(Clearwisdom.net) Falun Dafa practitioner Mr. Shou Libin lives in Jiaozuo City, Henan Province. He suffered a nervous breakdown on January 27, 2005 while being detained in the Henan Province Third Labor Camp.

On the afternoon of January 23, 2005, a drug-addicted prisoner slandered Ms. Shou Libin in an attempt to cover up his own drug use. Mr. Shou was detained in the Second Section of the Third Ward. The Second Section Head Zhao Zhimin is the uncle of that drug-addicted prisoner. He did not open an investigation, but cuffed Mr. Shou to a thick tree trunk in front of the First Section Workshop. The tree is very big, and Mr. Shou could not move his body at all. He was cuffed very tightly around the trunk, and was left there to freeze all afternoon until past dinnertime.
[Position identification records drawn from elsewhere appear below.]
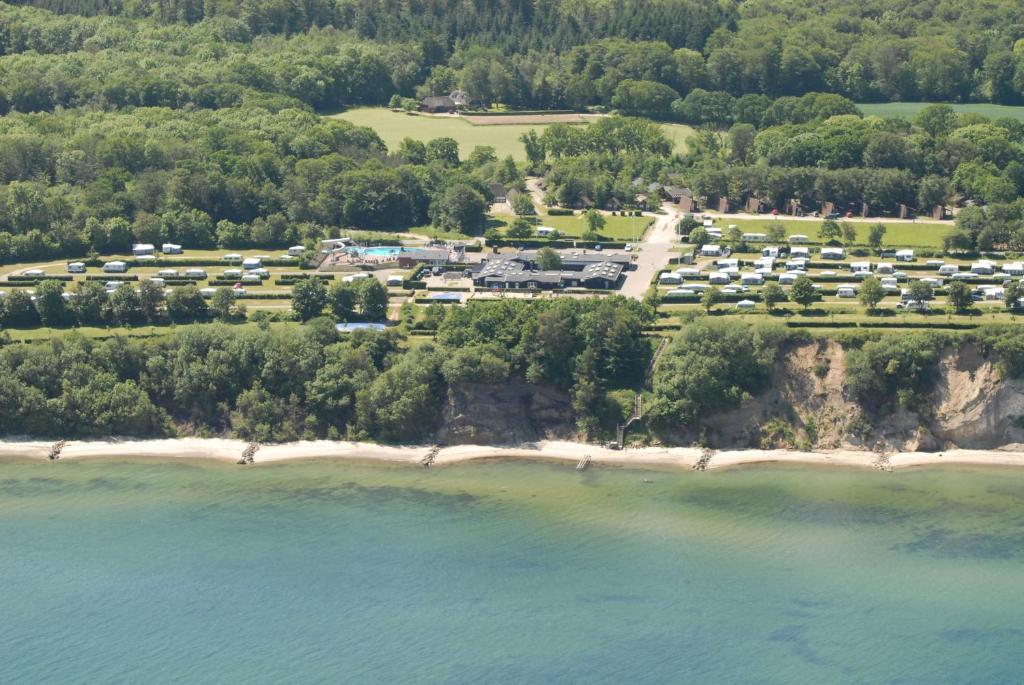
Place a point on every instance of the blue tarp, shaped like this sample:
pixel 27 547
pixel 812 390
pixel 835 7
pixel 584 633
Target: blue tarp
pixel 348 328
On the evening of January 23, 2005, guards brutally beat Mr. Shou in a room next to the First Section, trying to force him to say that he tried to escape. Guard Men Guanglu said, "Let's loosen the ropes so that his wrists won't be injured." Zhao Zhimin answered, "It is okay to injure his wrists." In the next several days, Mr. Shou lost his personal freedom, and was even cuffed to the bed while he slept. He also suffered from frostbite.

When Mr. Shou was seen again on January 27, 2005, around breakfast time, he was suffering from a nervous breakdown and could not take care of himself.

At first the Camp Administration tried to deny that Mr. Shou was having a nervous breakdown, so the Third Ward Head Shi Baolong and Zhao Zhimin took Mr. Shou to Xuchang City Mental Hospital. They shocked him there with electric batons, hoping that his condition would be cured. In February 2005, Department of Justice personnel diagnosed Mr. Shou as having had a nervous breakdown. The Henan Province Third Labor Camp refused to release Mr. Shou, fearing their crimes would be exposed. In order to hide their responsibility for torturing Mr. Shou to the point of having a nervous breakdown, Shi Baolong spread the fabricated rumor that Mr. Shou's family had a history of mental illness.